Wally Franco (pictured) shares the technical directing duties with J. W. Griffith for the 12-hour day. The pair uses a Sony MVS-8000 HD/SD multi¬format switcher to keep the show on track.

One crew member who has definitely left his ego at the stage door is Technical Director J. W. Griffith. His talent far exceeds his modesty. Griffith plays his Sony MVS-8000 HD/SD multiformat switcher like a grand piano. He tells me he's a drummer who never made it to the big time. So he got into television, where he's been making images fly for more than 30 years. His body bounces to the beat of the rhythm, and he rarely looks down at the glowing buttons beneath his fingers. He speaks with the authority of a video philosopher, not a techie.

“You can't look at the switcher,” he says. “If you do, you are undoubtedly late; you may screw one of your camera guys. They may not quite be settled when the director calls their number. You've got to always watch those monitors. You touch the switcher with feel. Each of my fingers is assigned a different task. This is what I'll be doing 'til the day I die. It's all I know.”

Because it is a 12-hour day, Griffith shares technical directing with Wally Franco of Somerset, Mass., one of a handful of locals on the crew. Farm Aid is not a fast-cut, machine-gun approach as are some heavy-metal music concerts. The goal is to have the audience see the performers and hear the music. There are even some dissolves thrown in for good measure.

The Farm Aid broadcast is more than just the music. “We really want to engage the viewer,” says Patty Ishimoto, general manager of the 101 Network and vice president of original entertainment for DirecTV. “This year, the broadcast is loaded with interactive information. The customer at home can pick up their remote, press their red button, and access information on the artist that is performing at the particular time. They can also participate in a trivia quiz or get facts on Farm Aid. We are moving toward a more commercial-free format to make it a very positive viewer experience. We're also matching dollar-for-dollar each viewer contribution to Farm Aid.”

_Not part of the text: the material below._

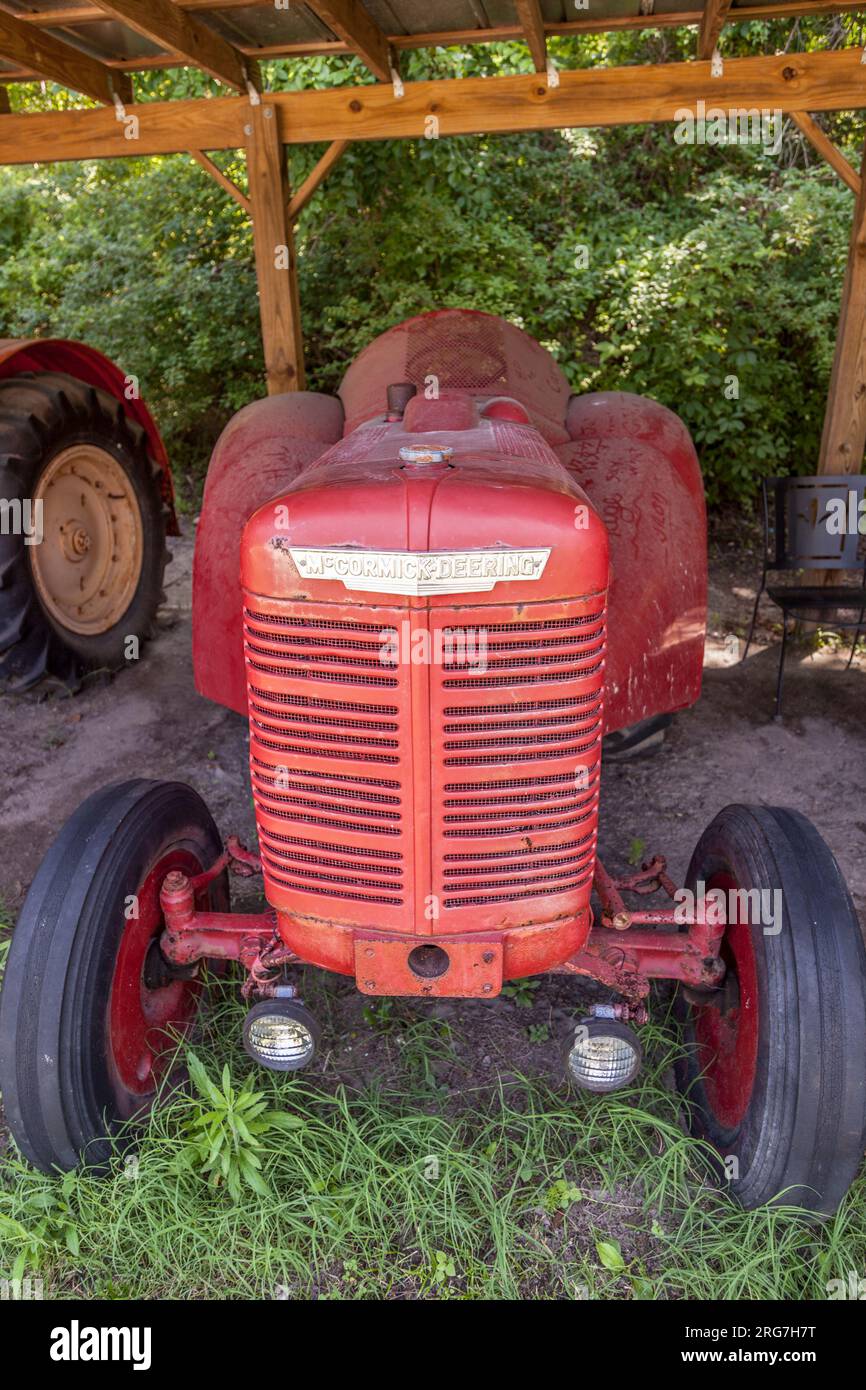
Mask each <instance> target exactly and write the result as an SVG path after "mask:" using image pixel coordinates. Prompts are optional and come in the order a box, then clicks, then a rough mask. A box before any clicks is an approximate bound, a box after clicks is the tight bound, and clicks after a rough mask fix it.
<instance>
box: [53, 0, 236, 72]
mask: <svg viewBox="0 0 866 1390" xmlns="http://www.w3.org/2000/svg"><path fill="white" fill-rule="evenodd" d="M97 4H99V8H100V10H104V11H106V14H110V15H111V17H113V18H114V19H121V21H122V22H124V24H125V25H128V26H129V28H131V29H135V32H136V33H140V35H143V36H145V38H146V39H150V40H152V42H153V43H158V46H160V47H163V49H167V50H168V53H172V54H178V56H179V57H181V58H183V61H186V63H192V64H193V65H195V67H197V68H202V70H203V71H204V72H210V75H211V76H214V78H217V81H220V82H225V85H227V86H231V88H235V90H238V92H246V83H247V81H252V82H253V83H256V85H257V71H256V70H254V65H253V64H252V63H250V60H249V58H246V57H245V56H243V54H242V53H239V51H238V49H235V47H232V44H231V43H227V42H225V39H221V38H220V35H218V33H214V31H213V29H209V28H207V25H204V24H202V21H200V19H196V18H195V17H193V15H189V14H185V13H183V11H182V10H179V8H178V7H177V4H174V0H97ZM67 22H68V21H67Z"/></svg>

“I am responsible for the signal leaving here safely and ultimately making sure we get it on the air to our customers in both HD and SD,” says John Ward, vice president of production for DirecTV. One unique aspect of this production is the fact that all of the cameras are being ISOed for later use using HDCAM SR recorders. “It's kind of rare that on an HD remote you'd see a ton of tape machines,” Ward says. (The production is being produced in 1080i at 29.97fps.)

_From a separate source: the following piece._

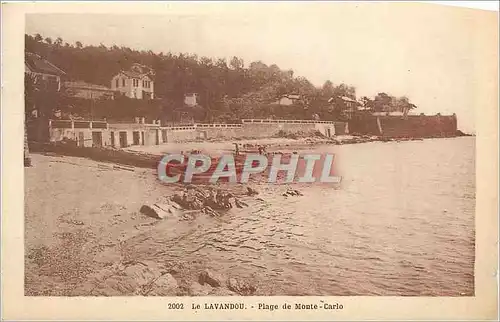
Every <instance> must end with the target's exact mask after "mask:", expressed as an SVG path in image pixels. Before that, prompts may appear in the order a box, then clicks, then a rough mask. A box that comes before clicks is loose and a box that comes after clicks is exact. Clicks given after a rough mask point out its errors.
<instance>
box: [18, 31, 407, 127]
mask: <svg viewBox="0 0 500 322" xmlns="http://www.w3.org/2000/svg"><path fill="white" fill-rule="evenodd" d="M42 39H43V38H42V36H41V35H35V36H30V35H26V36H25V46H26V51H28V52H34V53H37V54H40V55H41V56H42V57H45V58H46V59H47V60H49V61H51V62H52V63H54V64H55V65H56V66H58V67H59V68H61V69H62V70H64V71H65V72H66V74H67V78H68V79H70V80H81V81H85V82H88V83H93V84H99V85H104V86H107V87H110V85H111V79H112V77H113V76H114V75H116V74H117V73H118V72H120V71H121V70H127V69H129V68H130V67H131V65H132V64H133V63H140V64H143V65H146V66H150V67H151V68H152V69H153V70H154V71H155V75H154V82H155V83H154V87H155V96H156V97H157V99H155V100H153V101H152V102H148V103H147V104H145V103H144V101H136V100H129V99H126V98H120V99H118V100H115V101H111V102H106V101H95V102H93V103H92V104H93V105H90V104H89V102H88V101H85V100H74V99H73V100H72V99H70V98H64V100H63V101H61V103H60V105H61V106H62V108H63V109H67V110H70V108H69V107H71V110H72V112H73V113H75V114H79V115H80V114H81V115H84V116H88V115H90V114H92V113H93V114H94V115H93V116H95V117H105V116H106V115H107V116H108V118H109V117H116V118H118V117H120V118H121V117H123V118H131V117H133V116H146V117H150V118H162V119H169V120H173V119H176V118H179V117H178V115H180V114H182V113H186V112H189V113H192V115H193V116H194V118H195V119H196V120H197V121H206V122H208V121H223V120H226V121H237V120H238V119H241V118H258V117H264V118H267V117H276V118H298V117H300V118H308V119H310V118H313V117H319V118H320V119H324V120H331V119H335V118H336V117H338V115H339V111H341V110H342V109H343V108H345V106H344V105H343V103H342V100H337V99H336V98H339V97H343V96H345V97H349V98H351V99H356V89H355V88H354V87H353V86H350V85H347V84H339V85H334V84H333V83H332V82H331V81H326V82H325V83H324V84H323V86H322V87H319V88H317V87H315V86H314V85H313V84H312V83H311V82H310V81H309V80H308V79H306V78H304V77H300V76H299V77H297V76H294V73H293V71H292V70H281V69H280V68H279V67H278V66H277V65H276V64H271V65H267V64H265V63H264V62H262V61H255V62H251V63H250V64H249V65H248V66H247V67H245V65H244V61H243V59H242V58H239V57H236V56H234V57H232V58H231V59H230V60H229V63H228V61H227V60H226V59H225V58H210V57H200V58H199V57H198V56H196V55H192V54H185V53H179V54H173V53H170V52H161V53H159V54H155V53H153V52H152V51H146V50H143V51H138V50H133V49H131V48H128V47H119V46H117V45H112V46H110V47H109V48H108V47H106V46H104V45H103V44H100V45H99V46H91V45H88V46H84V45H83V44H82V43H81V42H80V41H76V42H75V46H71V45H69V44H67V43H66V44H65V45H64V46H62V45H61V44H62V43H63V40H62V39H61V38H57V39H56V40H55V42H54V43H51V42H52V41H51V40H50V41H47V40H46V41H45V42H44V41H42ZM46 39H50V38H46ZM191 92H193V93H198V94H199V101H198V103H199V104H200V107H197V108H194V109H188V108H187V107H186V106H184V95H185V94H186V93H191ZM284 94H298V95H300V96H301V97H302V100H299V101H297V103H296V104H295V105H296V106H288V107H282V106H276V104H274V103H275V102H276V100H277V99H278V98H279V97H280V95H284ZM332 97H333V98H335V100H334V101H333V103H329V102H328V100H329V99H330V98H332ZM367 102H368V101H367ZM407 103H408V104H411V103H409V100H404V99H401V100H399V101H394V102H392V97H391V96H389V95H388V94H386V93H379V94H378V95H377V96H376V97H375V99H374V100H373V101H371V100H370V103H369V104H370V106H371V107H372V108H373V109H375V110H387V109H390V108H396V107H395V105H398V106H403V105H404V104H407ZM90 106H94V108H93V110H95V112H92V111H91V108H90ZM114 106H116V107H114ZM121 107H124V108H121ZM180 111H182V113H181V112H180ZM179 113H180V114H179ZM176 115H177V116H176Z"/></svg>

Spevak likes to ISO all of his cameras because from this live performance, he'll cut four 1-hour specials that will air later in the year.

The final step in getting the broadcast back to headquarters in Los Angeles is compression and transmission. This is in the capable hands of Bob Adler of Coastal Media Group. “We take two feeds from the production truck,” Adler says. “A primary and a backup as well as Dolby 5.1 and a backup stereo pair. This goes into a Harris [NetVX SYS-350] HD encoder that compresses it down to about 40Mb of MPEG-2, and we send those down digital fiber circuits to the DirecTV Broadcast Operations Center in Los Angeles [full-band HD is 1.5Gbps].” The signal is then uplinked via satellite to DirecTV customers as MPEG-4.

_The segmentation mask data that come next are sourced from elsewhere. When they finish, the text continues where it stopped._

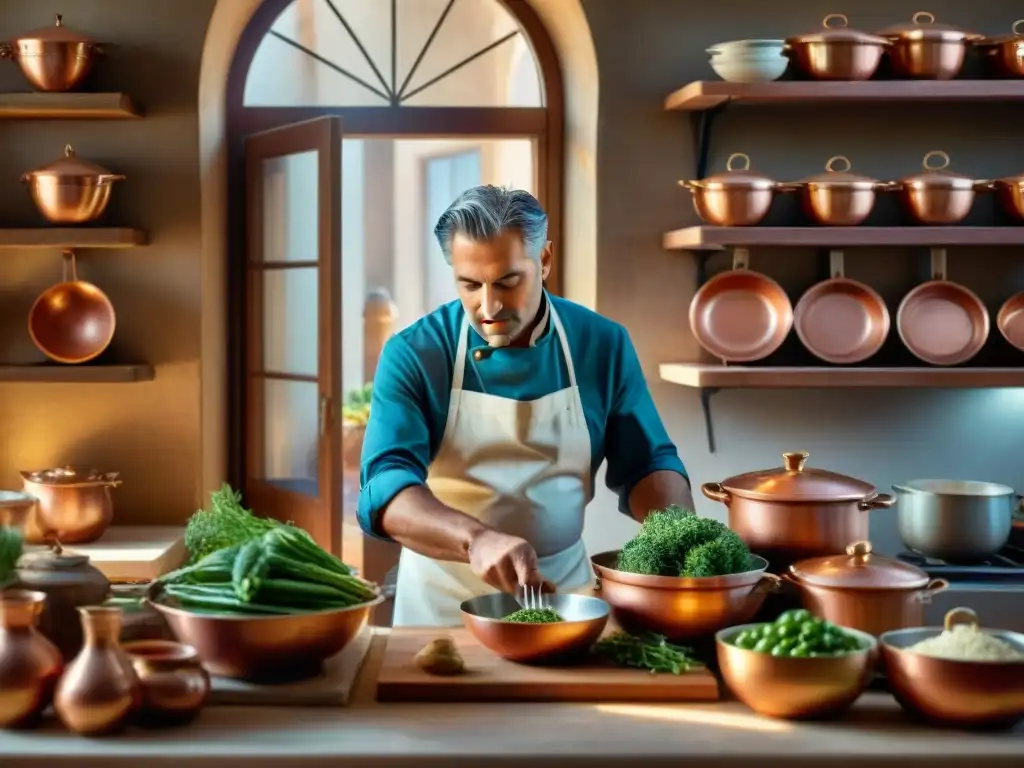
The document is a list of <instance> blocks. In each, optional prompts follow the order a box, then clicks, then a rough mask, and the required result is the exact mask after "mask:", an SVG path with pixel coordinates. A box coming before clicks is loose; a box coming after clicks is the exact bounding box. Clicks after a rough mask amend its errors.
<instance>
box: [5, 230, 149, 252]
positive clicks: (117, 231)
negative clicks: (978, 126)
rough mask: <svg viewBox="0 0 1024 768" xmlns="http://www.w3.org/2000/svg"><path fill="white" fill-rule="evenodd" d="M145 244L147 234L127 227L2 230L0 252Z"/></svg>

Before sitting down to direct the show, Jordan tells me he wouldn't trade his job with anyone. “I tell young folks who're just starting to do live television, ‘You never balk; you never think about a mistake or something that didn't go exactly as planned, because if you stop to think about it, you're dead in the water,’” he says. “And if you're worrying about what went wrong or who made a mistake, you'll never recover. It takes a while to get the comfort level to go with things that might go wrong. That's not to mean I'm not having a mere heart attack in that [director's] chair 2,500 times during the concert; it just means I am going to try not to.” Twelve hours later, he's still smiling.